Vicar of a parish, Josiah Jones had skipped church that Sunday to get
When we leave out the comma after Josiah Jones in the second sentence it is because "Vicar of a parish" is clearly merely an attribute of Josiah Jones; it is not the subject of the verb, and is not standing in apposition to Josiah Jones:
We can't say this (not really):
Vicar of a parish had skipped church that Sunday to get roaring drunk.
That wouldn't make much sense as it is so broad and vague. It would be like saying "CEO of a corporation had missed a meeting that day." "CEO of a corporation" is a descriptor.
In the first sentence which begins "Vicar of the parish", it is implicit that we had been speaking earlier about the parish. The definite article says so; it requires an antecedent and without one the story is beginning in medias res. In the second sentence, there is no implicit antecedent.

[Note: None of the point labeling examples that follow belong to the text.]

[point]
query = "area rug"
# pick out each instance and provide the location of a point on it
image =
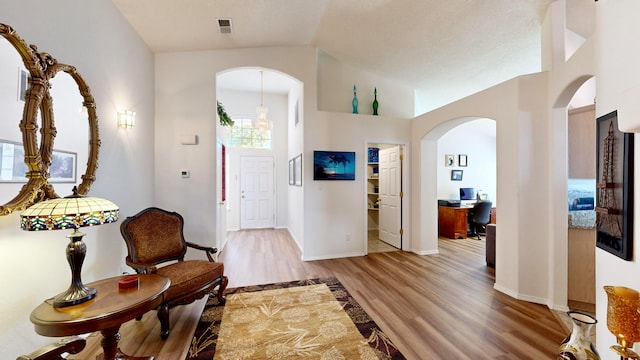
(306, 319)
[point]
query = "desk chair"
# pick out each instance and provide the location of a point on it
(479, 217)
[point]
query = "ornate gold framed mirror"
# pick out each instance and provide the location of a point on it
(38, 148)
(89, 109)
(33, 97)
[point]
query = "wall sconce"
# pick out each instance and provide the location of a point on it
(126, 119)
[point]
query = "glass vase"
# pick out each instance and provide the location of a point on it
(578, 345)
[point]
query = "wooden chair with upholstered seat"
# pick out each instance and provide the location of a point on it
(155, 236)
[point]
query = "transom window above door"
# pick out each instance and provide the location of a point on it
(244, 135)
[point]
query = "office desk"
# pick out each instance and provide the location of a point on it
(105, 313)
(453, 221)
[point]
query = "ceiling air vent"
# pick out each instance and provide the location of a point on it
(224, 26)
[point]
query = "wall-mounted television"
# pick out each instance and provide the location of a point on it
(334, 165)
(467, 194)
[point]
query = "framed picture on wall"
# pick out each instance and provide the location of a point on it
(449, 160)
(462, 160)
(614, 187)
(334, 165)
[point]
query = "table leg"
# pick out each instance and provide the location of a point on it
(109, 342)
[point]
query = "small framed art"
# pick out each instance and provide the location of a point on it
(456, 175)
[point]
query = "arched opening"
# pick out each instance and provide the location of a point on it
(241, 91)
(463, 151)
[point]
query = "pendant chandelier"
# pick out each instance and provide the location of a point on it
(261, 123)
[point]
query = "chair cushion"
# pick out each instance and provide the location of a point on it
(155, 236)
(187, 276)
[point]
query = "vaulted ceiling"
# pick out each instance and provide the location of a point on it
(444, 49)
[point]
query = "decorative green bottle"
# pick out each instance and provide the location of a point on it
(375, 101)
(354, 102)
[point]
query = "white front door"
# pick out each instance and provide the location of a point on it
(390, 187)
(256, 192)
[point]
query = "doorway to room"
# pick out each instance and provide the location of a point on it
(256, 192)
(384, 197)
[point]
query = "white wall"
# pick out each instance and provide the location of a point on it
(117, 65)
(521, 129)
(335, 210)
(477, 140)
(618, 88)
(335, 90)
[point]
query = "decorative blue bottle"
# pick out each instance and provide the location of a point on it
(354, 102)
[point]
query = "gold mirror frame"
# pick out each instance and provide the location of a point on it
(31, 192)
(42, 67)
(48, 127)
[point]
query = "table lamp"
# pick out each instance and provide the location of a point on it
(72, 212)
(623, 319)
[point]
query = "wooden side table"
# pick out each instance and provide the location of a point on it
(105, 313)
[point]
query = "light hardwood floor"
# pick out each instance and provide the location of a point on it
(432, 307)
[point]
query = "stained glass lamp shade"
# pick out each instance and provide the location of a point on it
(71, 212)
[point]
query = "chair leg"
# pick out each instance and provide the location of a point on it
(163, 316)
(223, 286)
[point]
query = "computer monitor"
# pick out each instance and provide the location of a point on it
(467, 194)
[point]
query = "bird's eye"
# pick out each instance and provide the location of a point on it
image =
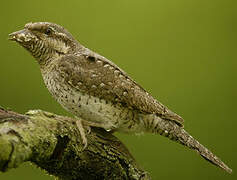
(48, 31)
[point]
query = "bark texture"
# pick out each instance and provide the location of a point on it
(53, 143)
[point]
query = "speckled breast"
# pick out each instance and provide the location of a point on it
(108, 115)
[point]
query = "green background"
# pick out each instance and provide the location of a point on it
(182, 51)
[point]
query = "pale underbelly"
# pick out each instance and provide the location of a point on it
(109, 116)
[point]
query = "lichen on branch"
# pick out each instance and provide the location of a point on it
(53, 143)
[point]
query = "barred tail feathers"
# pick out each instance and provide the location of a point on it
(170, 129)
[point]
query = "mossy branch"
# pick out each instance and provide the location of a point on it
(53, 143)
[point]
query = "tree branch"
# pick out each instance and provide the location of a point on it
(53, 143)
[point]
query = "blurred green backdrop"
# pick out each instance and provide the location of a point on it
(182, 51)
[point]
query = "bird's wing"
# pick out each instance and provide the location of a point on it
(94, 74)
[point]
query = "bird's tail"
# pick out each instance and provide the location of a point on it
(170, 129)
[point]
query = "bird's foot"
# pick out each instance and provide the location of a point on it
(81, 129)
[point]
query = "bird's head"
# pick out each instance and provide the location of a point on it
(45, 40)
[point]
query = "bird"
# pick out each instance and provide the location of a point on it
(97, 91)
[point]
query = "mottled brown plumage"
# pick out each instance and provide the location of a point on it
(96, 90)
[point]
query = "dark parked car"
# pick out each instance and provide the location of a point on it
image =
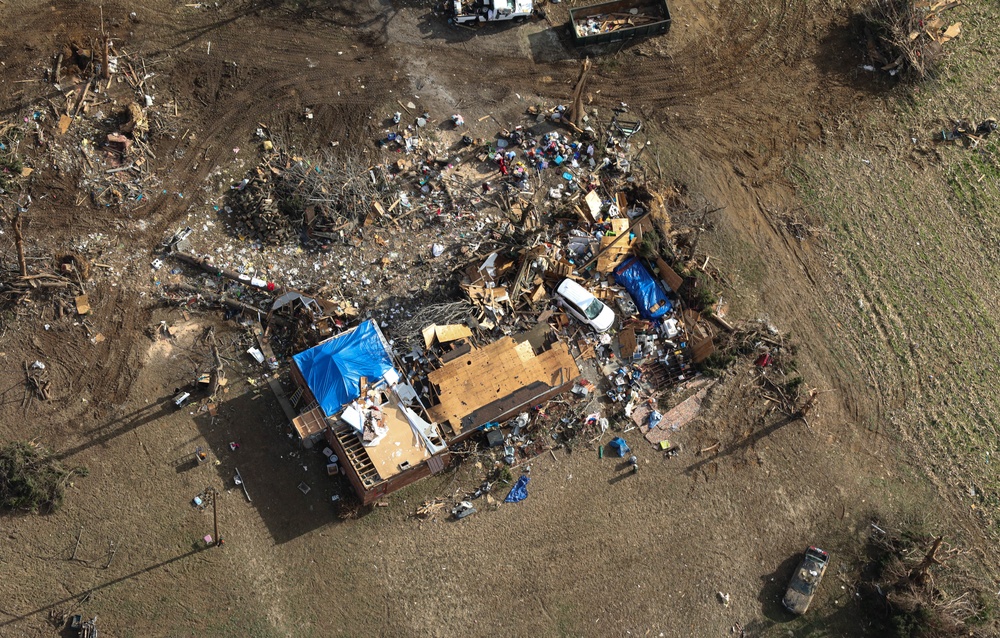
(805, 581)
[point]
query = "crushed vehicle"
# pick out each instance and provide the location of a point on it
(587, 308)
(805, 581)
(490, 10)
(618, 20)
(650, 299)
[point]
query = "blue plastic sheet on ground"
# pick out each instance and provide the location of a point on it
(647, 293)
(519, 492)
(334, 368)
(619, 445)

You are contending that "Washington's grandfather" could be regarded as merely an attribute of the subject, John Washington, and not itself the subject of the verb, although the phrase can stand equally well as the subject of the verb:
Washington's grandfather had sailed from England to North America after being granted land by King Henry VIII.
What militates against your view is this: generally, when we are talking about someone, our topic, and then change the focus to one of their forebears or to a sibling, say, in order to give further information about our topic, we normally treat the two noun phrases, the family relationship and the name, as apposite, and treating them as inapposite sounds "off" because doing so is tantamount to a change of topic, not an elaboration of the topic.
Which sentence would you prefer here?
Abel's brother, Cain, was the elder of the two. apposite
Abel's brother, Cain was the elder of the two. inapposite
We had been talking about Abel, implicitly, or once again we would have a statement made in medias res. The inapposite version makes Cain a new topic, and thus it is non-sequitur.